One of the legacies of the Soviet era is the tight control of borders and migration. Discussions have been ongoing for many years with the US, EU and other nations to relax the rather stringent requirements and make it easier for citizens for all countries to travel in and around the country, with reciprocal relaxation of requirements for Russian citizens to travel abroad. So far these negotiations have not returned any significant results, which means for most foreign visitors from Europe and the US, the pre-departure visa application can be a time-consuming and expensive hassle. One exception is if arriving in St Petersburg on a cruise ship, staying on board and visiting the city as part of organized excursions, in which case no visa is required for up to 72 hours.  

In several countries the visa application service has been outsourced to a company called VFS Global, and as long as you follow their instructions the process should be relatively straight-forward. Travel and visa agencies can also make all the arrangements to secure visas if preferred. No visas are issued at border points of entry, and most airlines and train companies will deny you boarding for your trip to Russia unless you have a valid visa in your passport. 

Visitors from most former Soviet countries and several others do not require visas to travel to Russia for tourist purposes for a limited period of time. In each case requirements are different and are subject to change, so do check the latest requirements while planning your trip. These countries include: Argentina, Bosnia, Brazil, Brunei, Chile, Colombia, Cuba, Domincan Republic, Hong Kong, Iceland, Israel, Macedonia, Montenegro, Mozambique, Nicaragua, Peru, Serbia, South Africa, Thailand, Turkey, and Venezuela.  

For most other countries, you will be required to secure an invitation letter from an accredited organization in Russia which will then allow you to apply for a visa in your home country prior to departure. This invitation letter (priglasheniye) is issued by the Russian Foreign Ministry (or regional representative) or Russian Federal Migration Service branch at the request of a travel agent, hotel, business, or private individual. Passports should contain at least two empty pages, and be valid for a period of at least 6 months following expiration of the visa. The visa application should also stipulate what towns or cities the holder intends to visit.

Visitors are required to complete a migration form for presentation at immigration. You should be given this on the plane. This has two parts to it, one of which is retained by the immigration authorities and the other which you should present upon departure. Although this is not always collected, keep this form with your passport or in a safe place as you could face problems if you are unable to present it upon request.  

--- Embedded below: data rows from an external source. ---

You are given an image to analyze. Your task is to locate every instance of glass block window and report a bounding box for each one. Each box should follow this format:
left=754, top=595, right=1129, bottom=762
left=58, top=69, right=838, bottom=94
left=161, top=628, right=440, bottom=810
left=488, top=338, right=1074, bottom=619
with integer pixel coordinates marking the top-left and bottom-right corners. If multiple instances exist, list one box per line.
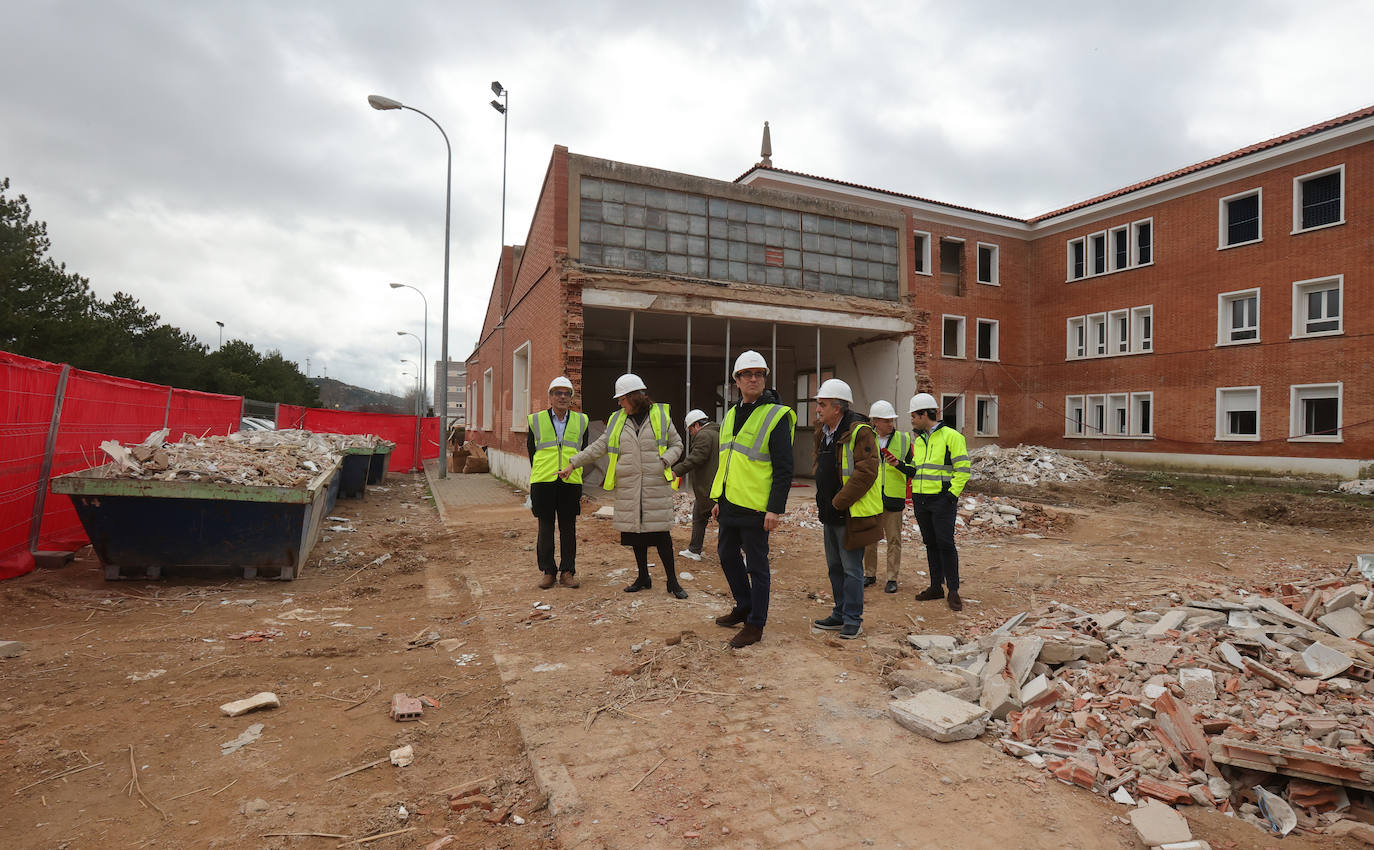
left=578, top=177, right=899, bottom=300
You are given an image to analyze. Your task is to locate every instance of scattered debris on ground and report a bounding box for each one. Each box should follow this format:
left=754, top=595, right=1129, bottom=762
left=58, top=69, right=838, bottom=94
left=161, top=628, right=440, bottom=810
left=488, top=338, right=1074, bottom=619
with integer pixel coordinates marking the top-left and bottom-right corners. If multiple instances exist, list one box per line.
left=970, top=444, right=1101, bottom=485
left=883, top=564, right=1374, bottom=840
left=1340, top=479, right=1374, bottom=496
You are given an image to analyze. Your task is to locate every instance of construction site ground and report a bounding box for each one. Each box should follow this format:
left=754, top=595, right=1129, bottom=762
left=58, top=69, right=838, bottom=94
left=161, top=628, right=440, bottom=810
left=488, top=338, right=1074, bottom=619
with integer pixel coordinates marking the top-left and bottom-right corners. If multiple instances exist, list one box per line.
left=1, top=462, right=1370, bottom=849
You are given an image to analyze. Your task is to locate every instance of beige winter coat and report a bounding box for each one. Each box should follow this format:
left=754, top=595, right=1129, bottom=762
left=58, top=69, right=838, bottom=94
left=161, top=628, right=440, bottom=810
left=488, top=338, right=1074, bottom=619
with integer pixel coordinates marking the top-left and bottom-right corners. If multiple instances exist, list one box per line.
left=569, top=409, right=683, bottom=533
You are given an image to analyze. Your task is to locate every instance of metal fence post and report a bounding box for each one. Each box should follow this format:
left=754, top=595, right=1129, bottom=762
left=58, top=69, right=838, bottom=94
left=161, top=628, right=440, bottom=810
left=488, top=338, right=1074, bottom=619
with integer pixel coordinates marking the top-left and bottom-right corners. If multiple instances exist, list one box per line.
left=29, top=364, right=71, bottom=554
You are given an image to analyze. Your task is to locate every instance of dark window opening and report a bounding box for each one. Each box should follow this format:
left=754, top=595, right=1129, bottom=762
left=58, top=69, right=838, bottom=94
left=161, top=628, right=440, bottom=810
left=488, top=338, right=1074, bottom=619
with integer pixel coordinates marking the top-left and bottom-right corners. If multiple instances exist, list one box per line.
left=1071, top=240, right=1085, bottom=279
left=1136, top=222, right=1152, bottom=264
left=1301, top=172, right=1341, bottom=229
left=913, top=234, right=927, bottom=273
left=1226, top=194, right=1260, bottom=244
left=1228, top=410, right=1257, bottom=436
left=1113, top=229, right=1128, bottom=268
left=1138, top=399, right=1151, bottom=434
left=1091, top=234, right=1106, bottom=275
left=1303, top=397, right=1339, bottom=436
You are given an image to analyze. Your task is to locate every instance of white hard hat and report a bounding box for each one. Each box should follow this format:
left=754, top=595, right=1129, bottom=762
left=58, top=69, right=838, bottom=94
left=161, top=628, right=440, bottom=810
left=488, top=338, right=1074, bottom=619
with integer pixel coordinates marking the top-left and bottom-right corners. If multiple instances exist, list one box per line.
left=612, top=373, right=648, bottom=399
left=684, top=409, right=709, bottom=428
left=868, top=400, right=897, bottom=419
left=731, top=350, right=769, bottom=379
left=815, top=378, right=853, bottom=404
left=548, top=376, right=574, bottom=392
left=909, top=392, right=939, bottom=413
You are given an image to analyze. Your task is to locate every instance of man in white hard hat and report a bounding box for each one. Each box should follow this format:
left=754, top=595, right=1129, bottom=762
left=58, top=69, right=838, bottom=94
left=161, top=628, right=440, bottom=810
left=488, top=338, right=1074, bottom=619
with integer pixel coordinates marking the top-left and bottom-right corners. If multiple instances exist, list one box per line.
left=526, top=376, right=590, bottom=589
left=709, top=350, right=795, bottom=648
left=908, top=392, right=972, bottom=611
left=670, top=409, right=719, bottom=562
left=863, top=400, right=915, bottom=594
left=811, top=378, right=883, bottom=639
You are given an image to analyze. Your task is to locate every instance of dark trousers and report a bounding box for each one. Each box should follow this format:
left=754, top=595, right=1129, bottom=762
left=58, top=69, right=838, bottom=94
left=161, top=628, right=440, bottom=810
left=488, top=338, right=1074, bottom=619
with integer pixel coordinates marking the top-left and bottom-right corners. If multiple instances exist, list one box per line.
left=532, top=481, right=580, bottom=574
left=687, top=496, right=715, bottom=554
left=717, top=523, right=771, bottom=627
left=912, top=493, right=959, bottom=592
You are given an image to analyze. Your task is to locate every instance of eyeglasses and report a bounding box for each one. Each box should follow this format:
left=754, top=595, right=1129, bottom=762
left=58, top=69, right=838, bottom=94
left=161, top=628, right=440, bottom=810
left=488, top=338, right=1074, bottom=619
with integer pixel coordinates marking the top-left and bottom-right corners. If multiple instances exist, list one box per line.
left=551, top=390, right=573, bottom=398
left=736, top=370, right=768, bottom=380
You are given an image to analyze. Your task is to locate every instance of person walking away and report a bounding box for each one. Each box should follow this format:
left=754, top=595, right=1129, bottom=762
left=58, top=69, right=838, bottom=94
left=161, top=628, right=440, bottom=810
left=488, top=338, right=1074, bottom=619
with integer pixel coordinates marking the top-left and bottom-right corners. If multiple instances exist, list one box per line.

Upon arrival, foreign citizens are required to register with the local authorities within seven working days. This is so that the authorities know exactly where you will be staying. If you are travelling around and likely to be staying in several different towns or cities, then you should be prepared to register upon arrival at each new location. If you're staying in a hotel or rental apartment, this step will be taken care of upon arrival by the owners. If you're staying in a private apartment, you will need to accompany the owner (or registered occupant) to the nearest post office and for a small fee complete the relevant forms.  

Requirements can change at short notice, so do check for the most up-to-date information with your local Russian embassy or consulate before travelling.